Todo cambió una tarde de abril. Mi hermano menor, Emiliano, tuvo un accidente grave cuando jugaba cerca del río. Mi familia quedó devastada y las cuentas del hospital nos ahogaron en deudas. Mis padres dejaron de hablar de sueños y solo pensaban en sobrevivir. Yo sentí que debía quedarme para ayudarles, aunque eso significara renunciar a mi beca universitaria.

Julián no lo entendía al principio. “Mariana, podemos irnos juntos. Allá buscaremos trabajo los dos”, insistía una y otra vez. Pero yo veía el cansancio en los ojos de mi madre y el silencio resignado de mi padre. No podía abandonarlos.

—¿Y nuestros planes? —me preguntó Julián una noche bajo el árbol de mango donde solíamos besarnos a escondidas.
—La familia es primero —le respondí con lágrimas en los ojos—. No puedo dejarles ahora.

Él apretó los puños y miró al suelo. “¿Y yo? ¿No soy tu familia también?”

No supe qué decirle. El dolor era demasiado grande para ponerlo en palabras.

Pasaron los meses y Julián consiguió trabajo en una fábrica en Guadalajara. Me prometió que volvería por mí cuando todo estuviera mejor. Al principio hablábamos todos los días por teléfono, pero poco a poco las llamadas se hicieron menos frecuentes. Yo trabajaba largas horas ayudando a mi mamá y cuidando a Emiliano, que nunca volvió a ser el mismo después del accidente.
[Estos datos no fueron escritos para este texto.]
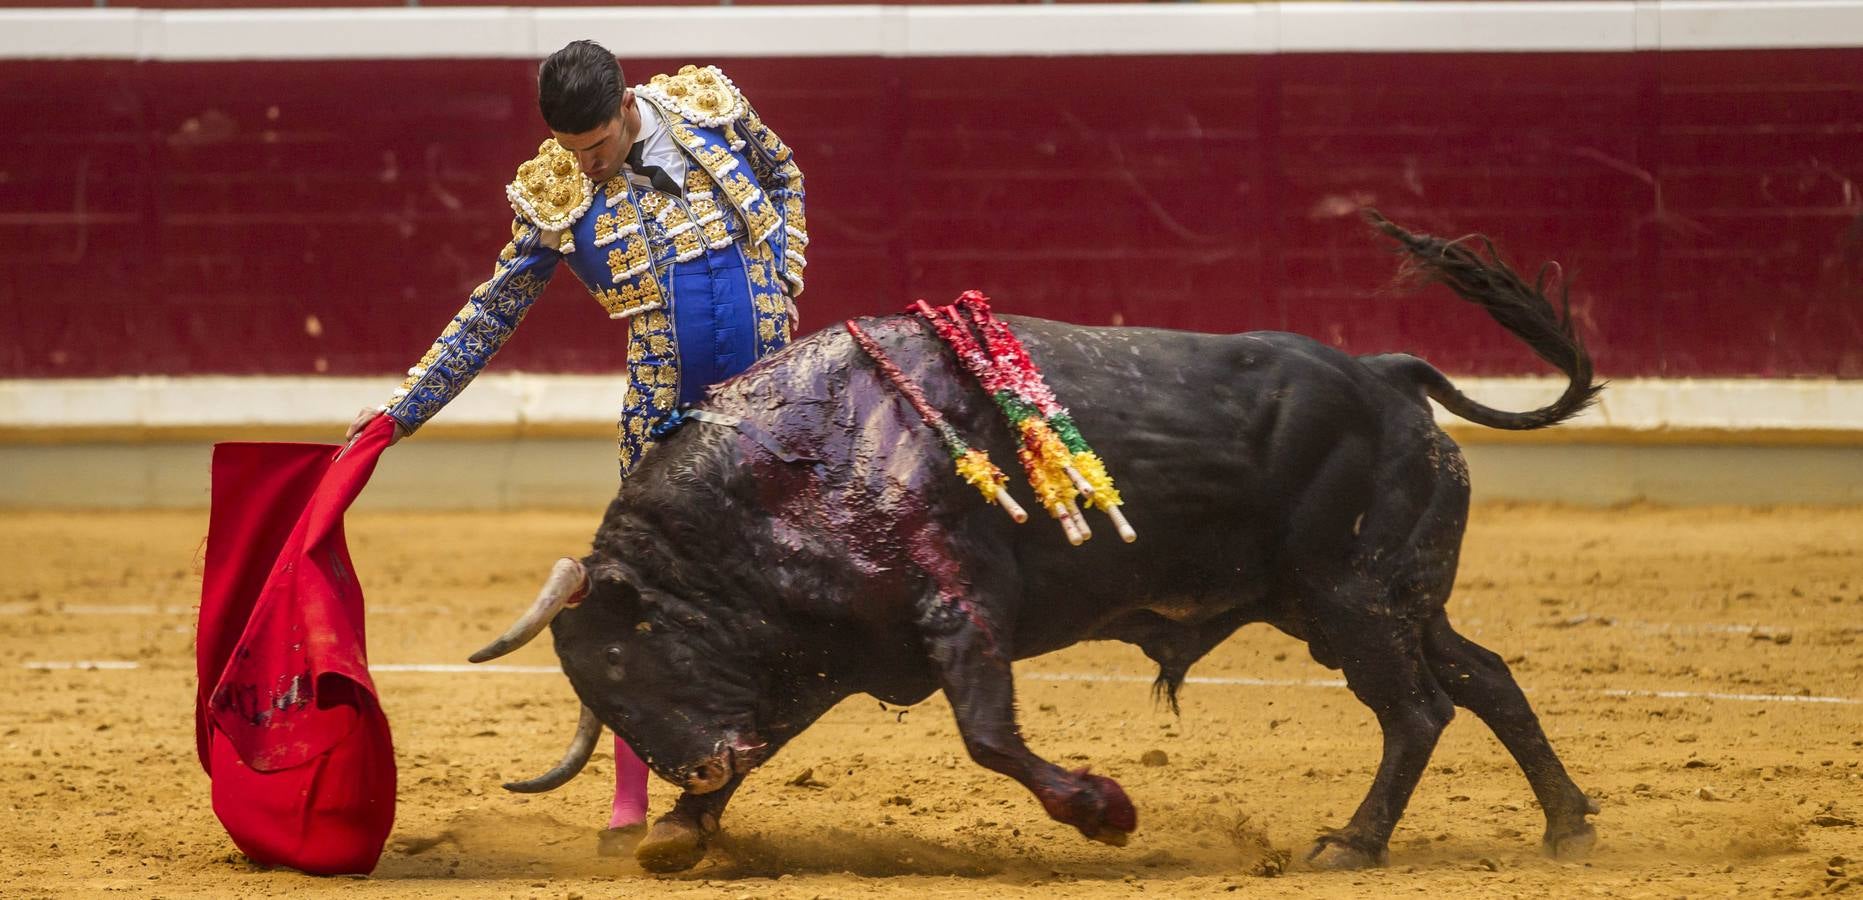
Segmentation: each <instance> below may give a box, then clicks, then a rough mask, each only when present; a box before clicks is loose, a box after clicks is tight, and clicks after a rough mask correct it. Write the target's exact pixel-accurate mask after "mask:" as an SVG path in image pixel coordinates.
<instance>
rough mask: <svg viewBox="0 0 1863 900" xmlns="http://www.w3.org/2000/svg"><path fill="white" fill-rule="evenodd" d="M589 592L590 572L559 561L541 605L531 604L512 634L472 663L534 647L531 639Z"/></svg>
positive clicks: (508, 633)
mask: <svg viewBox="0 0 1863 900" xmlns="http://www.w3.org/2000/svg"><path fill="white" fill-rule="evenodd" d="M587 591H589V570H585V568H583V565H581V563H578V561H574V559H568V557H563V559H557V565H555V568H551V570H550V580H548V581H544V589H542V591H538V594H537V602H535V604H531V607H529V609H525V613H524V617H520V619H518V620H516V622H514V624H512V626H510V630H507V632H505V634H501V635H499V637H497V641H492V643H488V645H484V648H483V650H479V652H475V654H471V661H475V663H483V661H486V660H497V658H499V656H505V654H509V652H510V650H516V648H518V647H524V645H527V643H531V637H537V634H538V632H542V630H544V628H550V620H551V619H555V617H557V613H561V611H563V607H564V606H576V604H579V602H581V596H583V594H585V593H587Z"/></svg>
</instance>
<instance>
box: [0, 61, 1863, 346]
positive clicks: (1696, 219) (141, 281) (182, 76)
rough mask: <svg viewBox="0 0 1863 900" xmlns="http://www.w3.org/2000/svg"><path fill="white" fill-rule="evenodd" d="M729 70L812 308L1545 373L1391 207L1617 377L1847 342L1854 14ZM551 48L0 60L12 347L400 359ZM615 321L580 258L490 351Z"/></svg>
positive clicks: (437, 299)
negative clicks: (801, 241) (1239, 341)
mask: <svg viewBox="0 0 1863 900" xmlns="http://www.w3.org/2000/svg"><path fill="white" fill-rule="evenodd" d="M673 65H676V63H673V61H656V60H641V61H632V63H630V75H633V76H641V75H646V73H652V71H661V69H669V67H673ZM723 67H725V69H727V71H728V73H730V75H732V78H734V80H736V82H738V84H740V86H741V88H745V89H747V93H749V95H751V97H753V101H755V102H756V104H758V110H760V112H762V114H764V117H766V119H768V121H769V123H771V125H773V127H775V129H777V130H779V132H781V134H782V136H784V138H786V140H788V142H790V143H794V145H796V147H797V157H799V160H801V162H803V168H805V171H807V175H809V192H810V194H809V199H810V227H812V237H814V242H812V246H810V250H809V257H810V266H809V294H807V296H805V298H803V304H801V306H803V315H805V324H807V326H809V328H816V326H823V324H829V322H835V320H838V319H842V317H848V315H857V313H876V311H891V309H896V307H900V306H902V304H905V302H907V300H911V298H915V296H920V294H922V296H928V298H945V296H950V294H956V293H958V291H961V289H969V287H978V289H984V291H987V293H991V294H993V296H995V298H997V300H999V304H1000V306H1002V307H1004V309H1010V311H1023V313H1038V315H1049V317H1058V319H1069V320H1081V322H1129V324H1159V326H1172V328H1203V330H1244V328H1285V330H1299V332H1306V334H1312V335H1315V337H1321V339H1326V341H1334V343H1339V345H1343V347H1347V348H1353V350H1362V352H1371V350H1390V348H1403V350H1412V352H1420V354H1423V356H1427V358H1431V360H1433V361H1436V363H1438V365H1442V367H1446V369H1451V371H1461V373H1485V375H1505V373H1535V371H1541V369H1539V367H1537V363H1535V360H1533V358H1531V356H1530V354H1526V352H1524V350H1522V348H1520V347H1518V345H1516V343H1513V341H1511V339H1507V337H1505V335H1503V334H1500V330H1498V328H1496V326H1492V324H1490V322H1487V320H1485V319H1483V317H1481V315H1479V313H1475V311H1474V309H1468V307H1462V306H1459V304H1455V302H1453V300H1449V298H1446V296H1444V294H1438V293H1431V294H1427V296H1414V298H1412V296H1390V294H1382V293H1379V289H1380V287H1382V285H1384V283H1386V281H1388V278H1390V274H1392V263H1394V261H1392V257H1390V255H1386V253H1384V252H1382V250H1380V248H1379V246H1375V244H1373V242H1371V240H1367V237H1366V233H1364V229H1362V227H1358V225H1356V224H1354V220H1353V211H1354V209H1356V207H1358V205H1362V203H1375V205H1379V207H1380V209H1384V211H1386V212H1388V214H1392V216H1394V218H1397V220H1399V222H1407V224H1410V225H1414V227H1421V229H1429V231H1436V233H1446V235H1462V233H1468V231H1477V229H1479V231H1487V233H1490V235H1494V237H1496V239H1500V240H1502V244H1503V250H1505V252H1507V253H1509V255H1511V257H1513V259H1515V261H1516V263H1520V265H1522V266H1533V265H1537V263H1539V261H1543V259H1557V261H1559V263H1561V265H1563V270H1565V272H1567V274H1569V276H1574V287H1572V302H1574V307H1576V309H1578V317H1580V322H1582V326H1584V330H1585V334H1587V335H1589V339H1591V343H1593V347H1595V348H1597V354H1598V361H1600V367H1602V371H1604V373H1608V375H1617V376H1628V375H1671V376H1688V375H1734V376H1740V375H1770V376H1798V375H1835V376H1850V378H1856V376H1863V218H1859V214H1863V194H1859V184H1863V134H1859V132H1863V50H1744V52H1666V54H1338V56H1334V54H1313V56H1300V54H1289V56H1174V58H1054V60H1030V58H984V60H740V61H723ZM533 71H535V65H533V63H531V61H524V60H509V61H505V60H496V61H486V60H475V61H458V60H423V61H341V63H307V61H265V63H132V61H7V63H0V84H4V86H6V89H4V91H0V121H7V123H9V127H7V129H6V130H4V132H0V259H4V266H0V376H86V375H119V373H270V375H292V373H332V375H339V373H384V371H395V369H402V367H406V365H410V363H412V361H414V360H415V358H417V356H419V354H421V350H423V348H425V345H427V343H428V341H430V339H432V337H434V334H438V330H440V328H442V326H443V324H445V320H447V317H449V315H451V313H453V311H455V309H456V307H458V306H460V302H464V296H466V294H468V293H469V291H471V287H473V285H477V283H479V281H481V280H483V278H484V276H486V274H488V272H490V265H492V257H494V253H496V252H497V250H499V246H503V240H505V227H507V220H509V209H507V207H505V201H503V183H505V181H509V177H510V173H512V170H514V168H516V164H518V162H522V160H524V158H527V157H529V153H531V151H533V149H535V145H537V142H538V140H542V138H544V136H546V130H544V129H542V125H540V123H538V121H537V114H535V108H533V91H535V84H533ZM620 345H622V330H620V328H619V326H611V324H609V322H607V320H605V319H604V317H602V313H600V309H598V307H596V306H594V304H592V302H591V300H587V296H585V294H583V293H581V289H579V287H578V285H576V281H574V278H570V276H566V274H564V278H561V280H559V283H557V285H553V287H551V289H550V293H548V294H546V296H544V300H542V302H540V304H538V307H537V309H535V311H533V315H531V319H529V320H527V322H525V326H524V330H522V332H520V334H518V335H516V337H514V341H512V345H510V347H509V348H507V352H505V354H503V356H501V358H499V361H497V363H494V365H496V367H499V369H507V371H512V369H529V371H611V369H615V367H617V365H619V360H620Z"/></svg>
Una tarde recibí una carta de Julián. Decía que extrañaba el pueblo, el olor a café recién hecho y mis abrazos. Pero también confesaba que se sentía solo y perdido en la ciudad grande. “No sé si algún día podré regresar”, escribió al final.

Mi corazón se rompió otra vez.

El pueblo empezó a murmurar. “Pobrecita Mariana, tan bonita y tan sola”, decían las vecinas mientras compraban tamales a mi mamá. Otros decían que Julián ya tenía otra novia en Guadalajara. Yo no quería creerlo, pero las dudas me carcomían por dentro.

Un día, mientras barría el patio, vi llegar a Julián en un autobús polvoriento. Venía más delgado y con ojeras profundas. Nos abrazamos sin decir palabra. Esa noche caminamos por las calles empedradas como antes.

—¿Por qué volviste? —le pregunté temblando.
—Porque no puedo olvidarte —me respondió—. Pero tampoco puedo quedarme aquí sin futuro.

Esa fue la última vez que nos vimos como pareja. Al día siguiente se despidió con un beso largo y triste.

Los años pasaron. Emiliano mejoró poco a poco, pero nunca recuperó su alegría infantil. Mis padres envejecieron rápido y yo seguí trabajando para sacar adelante la casa. A veces veía fotos viejas de Julián y yo en la feria, riendo como si nada pudiera separarnos.

Hace poco supe por Facebook que Julián se casó con una muchacha de Guadalajara y tiene dos hijos. Me alegré por él, aunque sentí una punzada de nostalgia imposible de ignorar.

A veces me pregunto si hice lo correcto al quedarme. ¿Valió la pena sacrificar mi felicidad por mi familia? ¿O debí luchar más por mis sueños?

Hoy sigo vendiendo tamales con mi mamá en la plaza, viendo pasar a los jóvenes enamorados que sueñan con escapar del pueblo como alguna vez lo hicimos Julián y yo.

¿Ustedes qué habrían hecho en mi lugar? ¿El amor verdadero puede sobrevivir a las tragedias familiares o siempre hay que elegir entre el corazón y el deber?